FIG. 1 is a diagram illustrating the principle of the present invention, and FIG. 2 is a diagram illustrating an embodiment of a floating-point arithmetic unit according to the present invention. Fig. 3.4 is a diagram showing a conventional example, Fig. 3 is a flow diagram of its addition/subtraction processing, and Fig. 4 is its configuration diagram. 10... Digit alignment circuit, 11... Addition/subtraction circuit, 12... Signal generation circuit, 13... First selection circuit, 14...・First processing circuit, 15... Inversion circuit, 16... Second selection circuit, 17... Second processing circuit, 18... Third selection circuit, 31... digit alignment circuit, 32... addition/subtraction circuit, 33... signal generation circuit, 34... third selector (first selection circuit) , 35
...Multi-bit left thick (first processing circuit) 36.
...Inverting circuit, 37...Fourth selector (second selection circuit), 38
...Incrementer circuit (second processing circuit) 39...Fifth selector (third selection circuit) Fig. Flowchart of conventional addition/subtraction processing Fig.

Claims (1)

[Claims] A digit alignment circuit (10) that aligns the digits of the mantissas of two floating-point numbers (X, Y), and an addition/subtraction circuit (11) that adds or subtracts the digit-aligned mantissas. , a signal generating circuit (12) that generates a first instruction signal when the calculation result of the addition/subtraction circuit (11) is a positive value, and generates a second instruction signal when the calculation result is a negative value; )
A first selection state or a second processing circuit (1
7); a first selection circuit (13) that can take any of the second selection states; a first processing circuit (14) that normalizes the output of the first selection circuit (13); An inverting circuit (1) that inverts the polarity of the output of the circuit (11).

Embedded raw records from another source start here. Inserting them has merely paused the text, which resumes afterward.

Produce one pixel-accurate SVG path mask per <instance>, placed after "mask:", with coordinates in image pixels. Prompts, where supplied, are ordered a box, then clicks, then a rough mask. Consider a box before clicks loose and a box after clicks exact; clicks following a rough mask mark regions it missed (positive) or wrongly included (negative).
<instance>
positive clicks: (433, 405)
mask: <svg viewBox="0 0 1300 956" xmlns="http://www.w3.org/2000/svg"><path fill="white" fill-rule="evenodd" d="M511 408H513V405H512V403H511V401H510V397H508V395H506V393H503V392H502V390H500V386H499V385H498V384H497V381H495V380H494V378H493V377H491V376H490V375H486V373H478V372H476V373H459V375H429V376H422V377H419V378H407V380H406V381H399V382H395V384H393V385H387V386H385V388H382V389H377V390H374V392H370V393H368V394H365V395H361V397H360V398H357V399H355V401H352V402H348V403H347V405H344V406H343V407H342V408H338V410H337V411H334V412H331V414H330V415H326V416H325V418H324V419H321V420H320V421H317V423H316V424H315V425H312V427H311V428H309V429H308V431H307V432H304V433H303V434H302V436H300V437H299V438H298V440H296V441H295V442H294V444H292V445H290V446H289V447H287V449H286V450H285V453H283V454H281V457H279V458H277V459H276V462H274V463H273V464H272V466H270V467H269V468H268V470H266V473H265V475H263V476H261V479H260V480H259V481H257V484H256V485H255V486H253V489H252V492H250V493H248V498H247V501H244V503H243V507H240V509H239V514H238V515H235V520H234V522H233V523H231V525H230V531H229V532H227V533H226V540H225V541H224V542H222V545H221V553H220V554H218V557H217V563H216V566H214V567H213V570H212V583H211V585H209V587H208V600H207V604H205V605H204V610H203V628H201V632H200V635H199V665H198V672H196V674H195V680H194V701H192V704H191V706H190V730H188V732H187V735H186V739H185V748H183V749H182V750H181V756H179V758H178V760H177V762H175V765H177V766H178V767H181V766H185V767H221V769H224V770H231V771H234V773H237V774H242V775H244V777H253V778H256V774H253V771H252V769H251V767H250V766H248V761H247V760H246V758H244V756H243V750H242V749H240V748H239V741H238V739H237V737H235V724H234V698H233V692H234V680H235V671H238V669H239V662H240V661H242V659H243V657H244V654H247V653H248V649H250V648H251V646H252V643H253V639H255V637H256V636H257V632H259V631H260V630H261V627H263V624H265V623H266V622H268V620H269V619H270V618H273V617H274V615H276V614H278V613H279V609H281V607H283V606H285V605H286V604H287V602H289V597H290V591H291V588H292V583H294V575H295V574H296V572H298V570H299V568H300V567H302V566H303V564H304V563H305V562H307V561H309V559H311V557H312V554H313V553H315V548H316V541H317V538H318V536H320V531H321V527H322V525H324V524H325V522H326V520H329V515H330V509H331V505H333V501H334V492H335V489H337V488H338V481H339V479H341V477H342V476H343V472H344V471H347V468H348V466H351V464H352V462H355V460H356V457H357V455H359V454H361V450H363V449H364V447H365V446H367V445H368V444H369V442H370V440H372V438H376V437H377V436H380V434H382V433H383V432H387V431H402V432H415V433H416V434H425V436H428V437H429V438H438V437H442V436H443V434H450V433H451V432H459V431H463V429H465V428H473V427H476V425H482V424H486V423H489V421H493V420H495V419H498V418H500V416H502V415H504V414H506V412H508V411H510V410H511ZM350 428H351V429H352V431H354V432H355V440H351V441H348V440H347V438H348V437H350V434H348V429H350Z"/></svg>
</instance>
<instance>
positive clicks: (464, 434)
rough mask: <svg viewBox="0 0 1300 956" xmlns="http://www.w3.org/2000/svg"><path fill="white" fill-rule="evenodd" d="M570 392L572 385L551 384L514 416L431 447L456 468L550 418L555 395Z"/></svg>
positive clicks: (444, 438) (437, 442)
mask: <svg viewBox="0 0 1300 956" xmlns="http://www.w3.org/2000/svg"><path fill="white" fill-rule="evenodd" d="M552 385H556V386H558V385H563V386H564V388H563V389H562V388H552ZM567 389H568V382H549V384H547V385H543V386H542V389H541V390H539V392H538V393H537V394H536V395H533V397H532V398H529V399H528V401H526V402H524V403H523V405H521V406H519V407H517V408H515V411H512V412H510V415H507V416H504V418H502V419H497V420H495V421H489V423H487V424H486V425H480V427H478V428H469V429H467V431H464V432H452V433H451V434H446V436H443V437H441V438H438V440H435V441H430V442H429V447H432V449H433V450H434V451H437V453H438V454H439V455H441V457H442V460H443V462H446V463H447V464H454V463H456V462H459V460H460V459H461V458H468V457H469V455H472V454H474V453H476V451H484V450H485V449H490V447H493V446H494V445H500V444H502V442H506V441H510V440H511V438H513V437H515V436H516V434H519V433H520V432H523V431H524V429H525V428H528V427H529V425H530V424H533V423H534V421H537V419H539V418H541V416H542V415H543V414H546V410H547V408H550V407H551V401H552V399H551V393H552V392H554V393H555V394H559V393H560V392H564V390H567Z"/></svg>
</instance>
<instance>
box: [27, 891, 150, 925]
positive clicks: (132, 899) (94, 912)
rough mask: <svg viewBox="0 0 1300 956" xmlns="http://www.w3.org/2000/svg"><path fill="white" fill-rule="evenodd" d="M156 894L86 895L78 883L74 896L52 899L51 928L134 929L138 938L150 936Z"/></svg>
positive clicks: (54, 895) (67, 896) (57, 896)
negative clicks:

5); and a second selection circuit (16) capable of taking either a first selection state in which the output of the first processing circuit (14) is selected or a second selection state in which the output of the inversion circuit (15) is selected; a second processing circuit (17) that rounds or converts the output of the second selection circuit (16) into an absolute value;
A first selection state or a first processing circuit (1
and a third selection circuit (18) capable of taking either of the second selection states for selecting the output of 4), each of the selection circuits (13, 16, 18) responding to the first instruction signal. A floating point arithmetic device characterized in that it takes a first selection state and takes a second selection state in response to a second instruction signal.